La dottoressa Chiara Grimaldi è una chirurga ed è entrata a far parte della grande squadra del Meyer da qualche mese.
Era primavera quando ha varcato per la prima volta l’ingresso del nostro ospedale:

“Sono entrata ‘in punta di piedi’, cercando di inserirmi nel nuovo ambiente con delicatezza”, racconta.

Al Meyer dirige l’Unità di Chirurgia epatobiliare e oncologica e questo significa che, quotidianamente, si occupa del percorso e del trattamento dei pazienti con malattie oncologiche ed epatobiliari: tumori, malformazioni, traumi, infezioni e ostruzioni. Un universo delicatissimo.
La sua mattina comincia presto, con  una riunione di team durante la quale si analizzano le cartelle dei piccoli pazienti ricoverati. Alcune giornate sono dedicate alla sala operatoria, altre all’attività ambulatoriale che viene prima e dopo un intervento chirurgico.

Cosa le piace di più del suo lavoro? Sorride, a lei sembra quasi scontato:

“Mi piace la progettazione degli interventi, la discussione dei casi clinici con i colleghi, lavorare sugli aspetti tecnici delle operazioni più complesse prima di arrivare in sala”. Si capisce: a monte di questo c’è la consapevolezza della propria missione al servizio dei piccoli e all’orizzonte il volto di un bambino che sente meno male e che riprende la sua vita “di prima”.

Non ama ostentarlo, ma la dottoressa Grimaldi ha un curriculum di spessore: la sua attività clinica e chirurgica e la sua produzione scientifica si sono concentrate, in particolare, sulla chirurgia delle malformazioni delle vie biliari, la resezione e il trapianto del fegato.
Si è occupata anche della gestione multidisciplinare dei piccoli pazienti con patologie oncologiche. È membro di società scientifiche internazionali ed è autrice di numerose pubblicazioni scientifiche di respiro europeo.
Tolto il camice però, ama fare trekking e leggere. Ride mentre lo racconta:

“Mi piacciono i libri lunghi, forse sono un po’ noiosa, ‘I Fratelli Karamazov’ me li sono portati di città in città”.
Ma com’è fare il chirurgo dei bambini? “Per me è naturale, loro non hanno filtri e se non hanno dolore giocano, divertono, disegnano: riescono ad essere bambini. È più complesso l’approccio agli adolescenti: con loro occorre trovare una chiave di comunicazione”.

Già. Dialogare, spiegare, ascoltare: comunicare messaggi che hanno a che fare con la salute è una parte importante del mestiere del medico. Questo non sfugge alla dottoressa Grimaldi:

“Trovo una grande consapevolezza nei genitori, e costruire quel patto di fiducia che è poi un’alleanza terapeutica è fondamentale”.

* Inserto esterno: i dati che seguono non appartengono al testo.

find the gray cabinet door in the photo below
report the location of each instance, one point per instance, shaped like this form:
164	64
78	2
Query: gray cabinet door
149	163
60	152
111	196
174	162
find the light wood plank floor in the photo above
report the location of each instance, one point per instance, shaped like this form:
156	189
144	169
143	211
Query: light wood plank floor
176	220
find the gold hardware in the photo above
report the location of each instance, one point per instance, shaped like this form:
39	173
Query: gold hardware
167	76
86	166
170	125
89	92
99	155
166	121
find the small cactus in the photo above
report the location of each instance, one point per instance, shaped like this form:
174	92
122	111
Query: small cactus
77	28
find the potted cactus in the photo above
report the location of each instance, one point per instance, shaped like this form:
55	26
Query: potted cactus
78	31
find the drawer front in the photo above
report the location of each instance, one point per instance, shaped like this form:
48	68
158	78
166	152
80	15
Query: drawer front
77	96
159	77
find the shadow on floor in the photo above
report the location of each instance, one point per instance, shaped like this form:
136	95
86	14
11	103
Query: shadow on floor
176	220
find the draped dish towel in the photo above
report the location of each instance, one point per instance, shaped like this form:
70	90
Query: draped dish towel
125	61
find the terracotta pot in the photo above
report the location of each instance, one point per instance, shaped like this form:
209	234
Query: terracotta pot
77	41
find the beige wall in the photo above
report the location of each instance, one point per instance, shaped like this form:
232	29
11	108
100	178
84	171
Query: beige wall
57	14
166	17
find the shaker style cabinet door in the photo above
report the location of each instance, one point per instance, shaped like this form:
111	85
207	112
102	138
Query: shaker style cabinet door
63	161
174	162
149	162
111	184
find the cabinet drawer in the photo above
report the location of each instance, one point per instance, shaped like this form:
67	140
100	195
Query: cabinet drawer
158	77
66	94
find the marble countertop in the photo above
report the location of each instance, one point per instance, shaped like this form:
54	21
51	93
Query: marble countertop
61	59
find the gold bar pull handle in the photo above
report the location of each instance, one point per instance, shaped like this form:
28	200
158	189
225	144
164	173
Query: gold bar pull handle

Il legame umano con i familiari è un rapporto a sé e i dottori dei bambini sono i custodi di relazioni uniche. La nostra chirurga ne parla con grandissima discrezione come per difenderle, tanto sono speciali:

“Succede di rimanere in contatto con i genitori, anche nelle situazioni più difficili, anche dopo anni da quando ci siamo occupati dei loro bambini. Quando accade, accolgo ogni volta con piacere i loro pensieri, una telefonata che arriva dopo tanto, la lettera di una mamma. Ma cerco sempre di rispettare i loro tempi, convinta che abbiano diritto, se vogliono, a dimenticarsi di noi”.

Ed è anche in piccole, grandi, accortezze come questa che si incontra un po’di Meyer.